After several interactions with several levels of NetApp technical support, eventually all parties came to understand what had happened, and the fact that the FC cards are not supported in slot 10. So we got the FC cards put into the right slots, did a wackz, and breathed easier.
Then one of the filers crashed again.
The culprit there: wackz and disk scrubs look at two completely different pieces of the puzzle. I had the (once again) mistaken idea that wackz fixed a superset of the problems that a disk scrub fixes. Wrong. Wackz only looks at the file system structure and ignores the parity data; to fix the parity data, you need a disk scrub.
Moral of the story: to make sure your disks have happy data on them, do both a wackz and a disk scrub. Yer not done until you do both.
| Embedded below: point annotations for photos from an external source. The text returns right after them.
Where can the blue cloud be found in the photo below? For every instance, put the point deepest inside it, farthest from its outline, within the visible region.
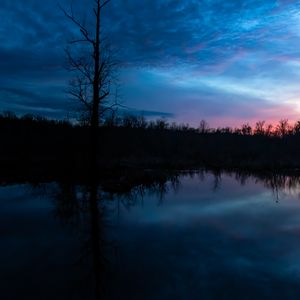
(216, 59)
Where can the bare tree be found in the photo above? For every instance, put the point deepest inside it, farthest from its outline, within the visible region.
(90, 58)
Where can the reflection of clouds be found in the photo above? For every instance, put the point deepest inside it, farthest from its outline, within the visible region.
(248, 52)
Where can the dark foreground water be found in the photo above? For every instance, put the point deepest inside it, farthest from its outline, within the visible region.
(199, 236)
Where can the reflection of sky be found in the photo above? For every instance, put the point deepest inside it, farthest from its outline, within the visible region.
(236, 241)
(225, 61)
(202, 241)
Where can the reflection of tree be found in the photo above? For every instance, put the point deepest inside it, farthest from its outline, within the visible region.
(85, 209)
(276, 182)
(82, 209)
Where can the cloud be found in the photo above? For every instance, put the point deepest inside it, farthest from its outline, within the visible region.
(223, 60)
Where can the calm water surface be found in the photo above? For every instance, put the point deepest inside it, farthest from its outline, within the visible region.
(199, 237)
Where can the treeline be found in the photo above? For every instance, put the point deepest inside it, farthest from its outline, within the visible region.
(282, 128)
(31, 144)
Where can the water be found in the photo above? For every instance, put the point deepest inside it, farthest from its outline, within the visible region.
(201, 236)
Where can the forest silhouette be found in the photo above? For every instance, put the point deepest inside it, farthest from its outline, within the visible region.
(36, 147)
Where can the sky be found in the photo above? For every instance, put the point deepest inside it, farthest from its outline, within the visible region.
(228, 62)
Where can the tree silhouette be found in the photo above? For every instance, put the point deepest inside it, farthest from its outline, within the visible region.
(91, 59)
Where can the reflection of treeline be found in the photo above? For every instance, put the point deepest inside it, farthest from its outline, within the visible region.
(32, 144)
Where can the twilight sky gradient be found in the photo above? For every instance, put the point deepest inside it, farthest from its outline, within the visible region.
(228, 62)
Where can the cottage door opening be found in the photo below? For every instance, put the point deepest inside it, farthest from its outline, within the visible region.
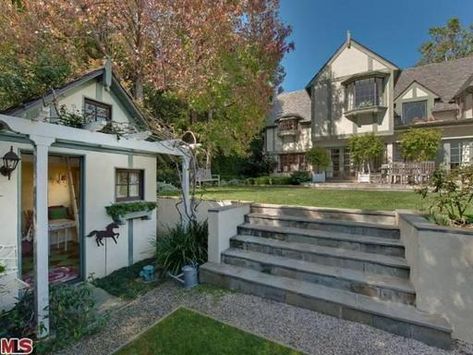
(64, 218)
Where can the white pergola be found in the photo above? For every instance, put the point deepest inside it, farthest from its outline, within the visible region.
(42, 136)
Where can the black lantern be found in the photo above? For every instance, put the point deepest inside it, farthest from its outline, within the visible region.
(10, 162)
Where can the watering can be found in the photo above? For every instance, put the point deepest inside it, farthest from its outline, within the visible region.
(147, 273)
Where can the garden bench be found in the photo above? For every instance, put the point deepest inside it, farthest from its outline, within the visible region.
(205, 175)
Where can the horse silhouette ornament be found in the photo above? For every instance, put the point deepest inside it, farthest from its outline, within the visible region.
(107, 233)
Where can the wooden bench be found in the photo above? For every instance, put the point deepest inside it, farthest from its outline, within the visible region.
(205, 175)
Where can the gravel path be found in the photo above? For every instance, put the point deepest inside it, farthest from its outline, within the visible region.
(303, 329)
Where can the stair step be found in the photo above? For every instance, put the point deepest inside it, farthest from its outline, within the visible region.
(349, 259)
(350, 227)
(396, 318)
(367, 244)
(386, 288)
(357, 215)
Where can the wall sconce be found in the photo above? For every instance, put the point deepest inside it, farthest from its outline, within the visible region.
(10, 162)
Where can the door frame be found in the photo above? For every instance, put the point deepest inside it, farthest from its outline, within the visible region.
(82, 185)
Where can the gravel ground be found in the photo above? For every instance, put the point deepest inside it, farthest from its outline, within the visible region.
(308, 331)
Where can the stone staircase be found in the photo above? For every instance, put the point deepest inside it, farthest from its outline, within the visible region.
(345, 263)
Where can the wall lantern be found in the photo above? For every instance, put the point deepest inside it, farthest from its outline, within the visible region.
(10, 162)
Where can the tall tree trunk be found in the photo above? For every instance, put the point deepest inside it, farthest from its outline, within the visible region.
(138, 88)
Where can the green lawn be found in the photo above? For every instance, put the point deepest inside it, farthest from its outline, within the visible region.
(188, 332)
(304, 196)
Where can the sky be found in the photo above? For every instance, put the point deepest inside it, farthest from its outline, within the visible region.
(394, 29)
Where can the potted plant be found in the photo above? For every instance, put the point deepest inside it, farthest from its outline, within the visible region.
(364, 149)
(319, 158)
(95, 125)
(120, 212)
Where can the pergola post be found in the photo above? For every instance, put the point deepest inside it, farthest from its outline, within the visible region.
(185, 190)
(41, 234)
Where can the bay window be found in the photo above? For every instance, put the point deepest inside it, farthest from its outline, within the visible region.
(364, 93)
(414, 110)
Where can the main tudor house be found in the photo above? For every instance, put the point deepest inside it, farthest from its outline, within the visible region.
(356, 92)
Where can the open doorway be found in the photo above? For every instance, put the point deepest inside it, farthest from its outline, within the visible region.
(64, 222)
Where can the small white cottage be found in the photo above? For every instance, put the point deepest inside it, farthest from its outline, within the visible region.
(59, 172)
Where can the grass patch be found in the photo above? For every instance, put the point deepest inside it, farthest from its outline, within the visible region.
(305, 196)
(188, 332)
(125, 282)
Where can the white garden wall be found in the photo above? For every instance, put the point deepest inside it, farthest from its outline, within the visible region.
(168, 213)
(441, 261)
(99, 191)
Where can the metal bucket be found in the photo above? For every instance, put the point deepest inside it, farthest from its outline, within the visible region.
(190, 276)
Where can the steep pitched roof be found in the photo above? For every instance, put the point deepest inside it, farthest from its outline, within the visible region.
(446, 79)
(294, 103)
(96, 74)
(350, 42)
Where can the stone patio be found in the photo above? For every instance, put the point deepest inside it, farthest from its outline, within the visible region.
(308, 331)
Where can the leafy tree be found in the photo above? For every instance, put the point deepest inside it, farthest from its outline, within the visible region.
(450, 194)
(364, 149)
(447, 42)
(216, 66)
(319, 158)
(419, 144)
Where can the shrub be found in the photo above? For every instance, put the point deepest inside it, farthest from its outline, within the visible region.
(420, 144)
(281, 180)
(450, 194)
(118, 210)
(364, 149)
(124, 282)
(72, 316)
(164, 187)
(250, 181)
(263, 180)
(182, 246)
(299, 177)
(319, 158)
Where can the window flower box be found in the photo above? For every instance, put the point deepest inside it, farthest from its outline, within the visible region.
(95, 125)
(364, 178)
(121, 212)
(145, 215)
(318, 177)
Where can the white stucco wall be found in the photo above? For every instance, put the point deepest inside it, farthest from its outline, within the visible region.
(329, 96)
(441, 260)
(168, 215)
(468, 106)
(94, 90)
(99, 175)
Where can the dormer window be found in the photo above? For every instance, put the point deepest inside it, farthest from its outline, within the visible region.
(414, 111)
(363, 93)
(97, 111)
(288, 126)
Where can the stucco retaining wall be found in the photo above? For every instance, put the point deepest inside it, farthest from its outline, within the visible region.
(441, 261)
(169, 209)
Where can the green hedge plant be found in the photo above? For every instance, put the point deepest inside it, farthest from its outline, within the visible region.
(420, 144)
(72, 315)
(319, 158)
(300, 177)
(118, 210)
(182, 246)
(450, 194)
(364, 149)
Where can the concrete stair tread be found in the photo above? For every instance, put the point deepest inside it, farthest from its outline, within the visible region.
(385, 281)
(316, 249)
(398, 311)
(324, 221)
(326, 234)
(325, 209)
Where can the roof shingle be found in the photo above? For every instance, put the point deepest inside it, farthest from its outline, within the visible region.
(294, 103)
(445, 79)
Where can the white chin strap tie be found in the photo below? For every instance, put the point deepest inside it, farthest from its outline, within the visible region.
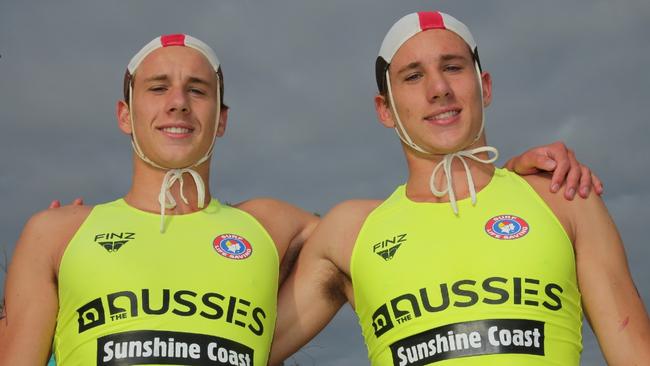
(447, 160)
(166, 199)
(445, 163)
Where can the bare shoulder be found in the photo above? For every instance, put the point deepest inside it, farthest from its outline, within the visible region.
(340, 228)
(49, 231)
(571, 213)
(288, 225)
(263, 205)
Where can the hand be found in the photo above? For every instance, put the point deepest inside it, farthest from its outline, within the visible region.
(560, 160)
(77, 202)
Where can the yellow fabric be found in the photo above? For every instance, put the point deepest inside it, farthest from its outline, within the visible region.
(170, 295)
(448, 292)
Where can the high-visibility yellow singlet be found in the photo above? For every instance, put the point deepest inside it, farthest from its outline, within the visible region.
(202, 293)
(495, 285)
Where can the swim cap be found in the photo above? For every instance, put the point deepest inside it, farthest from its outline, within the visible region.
(403, 30)
(410, 25)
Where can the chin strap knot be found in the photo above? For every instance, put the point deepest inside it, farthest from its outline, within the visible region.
(445, 163)
(166, 199)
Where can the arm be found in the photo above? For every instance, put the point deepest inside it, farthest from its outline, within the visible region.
(557, 158)
(612, 304)
(320, 281)
(31, 301)
(288, 226)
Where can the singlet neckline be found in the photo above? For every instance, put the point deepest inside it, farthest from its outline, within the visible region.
(214, 204)
(497, 174)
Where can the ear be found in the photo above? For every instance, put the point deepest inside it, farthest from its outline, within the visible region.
(486, 79)
(384, 113)
(223, 121)
(123, 117)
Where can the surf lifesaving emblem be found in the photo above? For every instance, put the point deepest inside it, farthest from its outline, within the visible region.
(232, 246)
(506, 227)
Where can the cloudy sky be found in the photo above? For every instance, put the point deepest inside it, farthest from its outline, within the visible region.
(299, 79)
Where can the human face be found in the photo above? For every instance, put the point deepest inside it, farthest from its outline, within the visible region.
(436, 92)
(174, 106)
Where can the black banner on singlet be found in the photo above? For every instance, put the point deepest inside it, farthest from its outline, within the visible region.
(144, 347)
(483, 337)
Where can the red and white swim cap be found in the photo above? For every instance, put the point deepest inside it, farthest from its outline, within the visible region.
(410, 25)
(173, 40)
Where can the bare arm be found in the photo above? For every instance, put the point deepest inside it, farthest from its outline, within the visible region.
(320, 281)
(31, 301)
(560, 160)
(288, 225)
(611, 301)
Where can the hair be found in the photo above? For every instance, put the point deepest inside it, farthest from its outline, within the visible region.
(128, 79)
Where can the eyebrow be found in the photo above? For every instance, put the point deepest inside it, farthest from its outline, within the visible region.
(445, 57)
(164, 77)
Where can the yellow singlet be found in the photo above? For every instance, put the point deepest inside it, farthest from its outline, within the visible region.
(202, 293)
(495, 285)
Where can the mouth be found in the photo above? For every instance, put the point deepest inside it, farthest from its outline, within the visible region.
(443, 118)
(176, 131)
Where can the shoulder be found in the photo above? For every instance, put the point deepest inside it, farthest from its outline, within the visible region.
(287, 224)
(48, 232)
(352, 212)
(573, 213)
(56, 221)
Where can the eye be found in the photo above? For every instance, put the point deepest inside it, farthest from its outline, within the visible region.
(452, 68)
(158, 88)
(413, 77)
(197, 91)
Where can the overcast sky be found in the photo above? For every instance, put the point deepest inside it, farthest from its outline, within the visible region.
(300, 80)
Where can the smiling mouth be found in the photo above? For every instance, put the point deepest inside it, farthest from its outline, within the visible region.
(442, 116)
(176, 130)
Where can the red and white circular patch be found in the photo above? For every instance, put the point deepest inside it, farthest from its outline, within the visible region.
(232, 246)
(506, 227)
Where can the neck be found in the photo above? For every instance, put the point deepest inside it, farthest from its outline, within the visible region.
(146, 183)
(421, 167)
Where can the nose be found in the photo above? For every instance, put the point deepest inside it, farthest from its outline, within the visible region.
(178, 101)
(438, 88)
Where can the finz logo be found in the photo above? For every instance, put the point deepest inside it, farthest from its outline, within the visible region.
(232, 246)
(112, 242)
(120, 305)
(506, 227)
(388, 247)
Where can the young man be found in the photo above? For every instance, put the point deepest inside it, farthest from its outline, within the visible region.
(156, 277)
(465, 264)
(120, 284)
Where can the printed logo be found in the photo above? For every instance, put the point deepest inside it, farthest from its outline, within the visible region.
(146, 347)
(387, 248)
(232, 246)
(465, 293)
(112, 242)
(506, 227)
(117, 306)
(474, 338)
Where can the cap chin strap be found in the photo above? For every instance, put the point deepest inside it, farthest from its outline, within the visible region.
(446, 161)
(173, 175)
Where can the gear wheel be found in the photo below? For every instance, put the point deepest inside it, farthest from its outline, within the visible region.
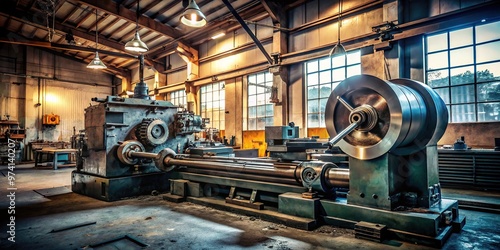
(152, 131)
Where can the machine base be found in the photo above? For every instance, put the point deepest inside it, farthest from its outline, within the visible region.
(419, 226)
(112, 189)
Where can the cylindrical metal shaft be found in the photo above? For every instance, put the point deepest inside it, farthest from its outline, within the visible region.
(234, 167)
(142, 154)
(268, 171)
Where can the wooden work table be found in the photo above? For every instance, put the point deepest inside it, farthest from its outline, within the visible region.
(59, 155)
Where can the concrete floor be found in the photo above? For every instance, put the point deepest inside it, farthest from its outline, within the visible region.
(166, 225)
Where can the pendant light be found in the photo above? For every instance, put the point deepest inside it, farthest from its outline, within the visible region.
(96, 63)
(338, 49)
(193, 16)
(136, 45)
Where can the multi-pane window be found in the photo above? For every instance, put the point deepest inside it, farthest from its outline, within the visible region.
(213, 97)
(322, 76)
(178, 98)
(463, 67)
(260, 110)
With that problem fixed, we breathed a sigh of relief.
Then one of the filers crashed again.
It turned out that that filer had been in the middle of doing its nightly backup when it crashed the first time, and so it had created a snapshot. Call it "fred". The system came back up, and eventually got fixed, wacked, and scrubbed, but fred was still corrupt.
My backup script contained this:
rsh toaster snap create fred
It did not check to see whether fred exists already; if so, the snap create would just fail, and then the backup would proceed to dump the (existing) fred. Which, if fred is corrupt, would panic the system.
I deleted fred. Then the filer was able to back itself up fine.
So: make sure your snapshots are fresh. My backup script now starts like this:
rsh toaster snap list | grep fred > /dev/null 2>&1 if [ $? -eq 0 ] then echo I refuse to work under these conditions exit 5 fi rsh toaster snap create fred
Brian
P.S. If you know about PCI, you may know that long PCI cards are 64-bit, and short ones are 32-bit. I've omitted that from the discussion above, since what leaps out at you first when you go to install a PCI card is not its bit-width but its physical width...the latter was what got us started down this awful path in the first place.
P.P.S. NetApp Engineering is looking into building checks for illegal configurations into future versions of ONTAP.